Pimco ETF: A new way to bet against the dollar

bet dollar decline

Investors have a new way to bet on the declining value of the U.S. dollar.

Pimco (PTTRX), the world's largest bond fund, just launched a new exchange traded fund based on a basket of currencies likely to benefit from dollar weakness. The ETF began trading Tuesday under the ticker FORX (FORX).

The new ETF debuts as talk of a currency war grows louder.

On Monday, the Group of Seven global economic powers pledged to refrain from so-called competitive devaluation. But an unnamed G7 official reportedly said the statement had been misinterpreted and was meant to signal concern about the recent big moves in the Japanese yen.

Central banks around the world have been moving toward policies that effectively undermine the value of domestic currencies. A weak currency gives a nation's exporters a competitive advantage on the global market.

Bill Gross, one of Pimco's chief strategists, has long warned that rising debt levels in the United States and the Federal Reserve's easy monetary policies will weigh on the dollar for years.

Related: Bill Gross: Be very afraid of the markets

The new ETF is designed to help investors decrease their exposure to the dollar, said Scott Mather, one of the three Pimco executives who oversee the fund.

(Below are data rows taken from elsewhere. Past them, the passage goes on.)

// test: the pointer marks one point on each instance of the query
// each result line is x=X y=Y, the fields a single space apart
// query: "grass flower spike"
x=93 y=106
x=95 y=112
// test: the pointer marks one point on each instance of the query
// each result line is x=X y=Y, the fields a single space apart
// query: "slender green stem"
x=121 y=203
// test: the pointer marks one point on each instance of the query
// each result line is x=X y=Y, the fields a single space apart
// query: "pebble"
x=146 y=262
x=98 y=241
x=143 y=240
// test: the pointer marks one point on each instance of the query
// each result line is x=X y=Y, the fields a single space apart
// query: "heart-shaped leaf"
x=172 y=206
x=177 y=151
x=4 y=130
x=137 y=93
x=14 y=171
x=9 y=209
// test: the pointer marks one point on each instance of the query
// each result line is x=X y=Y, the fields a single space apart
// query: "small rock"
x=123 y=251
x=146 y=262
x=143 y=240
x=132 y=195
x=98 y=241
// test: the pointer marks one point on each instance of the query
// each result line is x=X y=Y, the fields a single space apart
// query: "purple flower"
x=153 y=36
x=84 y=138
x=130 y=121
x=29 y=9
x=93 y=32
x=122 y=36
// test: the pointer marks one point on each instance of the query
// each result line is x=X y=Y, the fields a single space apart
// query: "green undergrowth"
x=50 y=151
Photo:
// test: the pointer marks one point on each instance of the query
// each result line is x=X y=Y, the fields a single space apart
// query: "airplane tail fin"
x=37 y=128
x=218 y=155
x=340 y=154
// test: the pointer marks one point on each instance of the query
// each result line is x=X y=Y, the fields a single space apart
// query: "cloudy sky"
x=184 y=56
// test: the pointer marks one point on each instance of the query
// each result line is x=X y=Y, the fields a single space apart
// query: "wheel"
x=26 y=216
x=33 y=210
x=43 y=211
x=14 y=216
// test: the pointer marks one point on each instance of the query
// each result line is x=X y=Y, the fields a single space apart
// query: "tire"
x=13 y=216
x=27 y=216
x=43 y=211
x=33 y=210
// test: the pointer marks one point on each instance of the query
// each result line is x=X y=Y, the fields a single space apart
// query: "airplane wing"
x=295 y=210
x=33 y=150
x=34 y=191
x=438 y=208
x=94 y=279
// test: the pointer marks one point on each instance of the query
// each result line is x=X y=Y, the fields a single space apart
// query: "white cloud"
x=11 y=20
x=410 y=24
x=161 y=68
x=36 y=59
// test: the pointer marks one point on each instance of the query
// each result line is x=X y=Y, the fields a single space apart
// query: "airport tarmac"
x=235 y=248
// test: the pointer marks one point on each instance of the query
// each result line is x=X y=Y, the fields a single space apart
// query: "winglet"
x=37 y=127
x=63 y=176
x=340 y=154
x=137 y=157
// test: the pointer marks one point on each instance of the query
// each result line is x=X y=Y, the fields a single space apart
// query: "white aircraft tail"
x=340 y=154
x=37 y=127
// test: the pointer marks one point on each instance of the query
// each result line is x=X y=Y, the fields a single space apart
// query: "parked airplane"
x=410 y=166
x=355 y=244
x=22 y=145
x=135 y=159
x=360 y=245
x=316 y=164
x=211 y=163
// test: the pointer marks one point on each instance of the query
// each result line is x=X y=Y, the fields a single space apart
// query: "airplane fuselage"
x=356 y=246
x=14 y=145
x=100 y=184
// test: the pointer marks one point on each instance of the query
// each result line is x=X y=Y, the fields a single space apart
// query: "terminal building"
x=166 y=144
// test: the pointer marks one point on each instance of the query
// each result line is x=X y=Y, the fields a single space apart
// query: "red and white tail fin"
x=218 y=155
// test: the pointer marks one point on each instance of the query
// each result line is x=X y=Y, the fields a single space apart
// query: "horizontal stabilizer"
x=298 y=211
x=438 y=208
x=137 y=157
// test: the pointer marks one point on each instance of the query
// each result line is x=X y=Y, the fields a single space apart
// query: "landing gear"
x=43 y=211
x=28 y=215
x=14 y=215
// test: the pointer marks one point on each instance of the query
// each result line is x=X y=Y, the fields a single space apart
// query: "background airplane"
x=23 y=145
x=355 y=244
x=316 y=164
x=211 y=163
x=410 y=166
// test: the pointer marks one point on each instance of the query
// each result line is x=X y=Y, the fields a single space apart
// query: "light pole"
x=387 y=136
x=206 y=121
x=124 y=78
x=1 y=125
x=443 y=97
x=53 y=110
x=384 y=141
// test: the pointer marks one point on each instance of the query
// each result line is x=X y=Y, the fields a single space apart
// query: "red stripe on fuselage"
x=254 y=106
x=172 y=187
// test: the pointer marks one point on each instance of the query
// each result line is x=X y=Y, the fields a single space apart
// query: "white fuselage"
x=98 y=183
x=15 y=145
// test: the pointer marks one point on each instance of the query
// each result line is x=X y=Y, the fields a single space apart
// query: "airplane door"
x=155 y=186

The right investing strategy for you
The right investing strategy for you

Unlike other currency-based ETFs, FORX is actively managed and includes positions in currencies and local-currency bonds. That gives investors more direct foreign exchange exposure and is more predictable than indirect currency bets in the commodities and stock markets, according to Mather.

Mather argues that the dollar will continue to fall as investors and central banks shift toward higher yielding currencies in countries where interest rates are higher and government finances are more stable.

"The ongoing transition away from the dollar as the preeminent global reserve currency is continuing and many competing currencies increasingly offer better yields and long-term credit dynamics," said Mather.

The ETF is made up of currencies from 19 countries. Its largest holdings are in the currencies of Norway and Canada. Russia, Mexico and Sweden are also top holdings in the portfolio.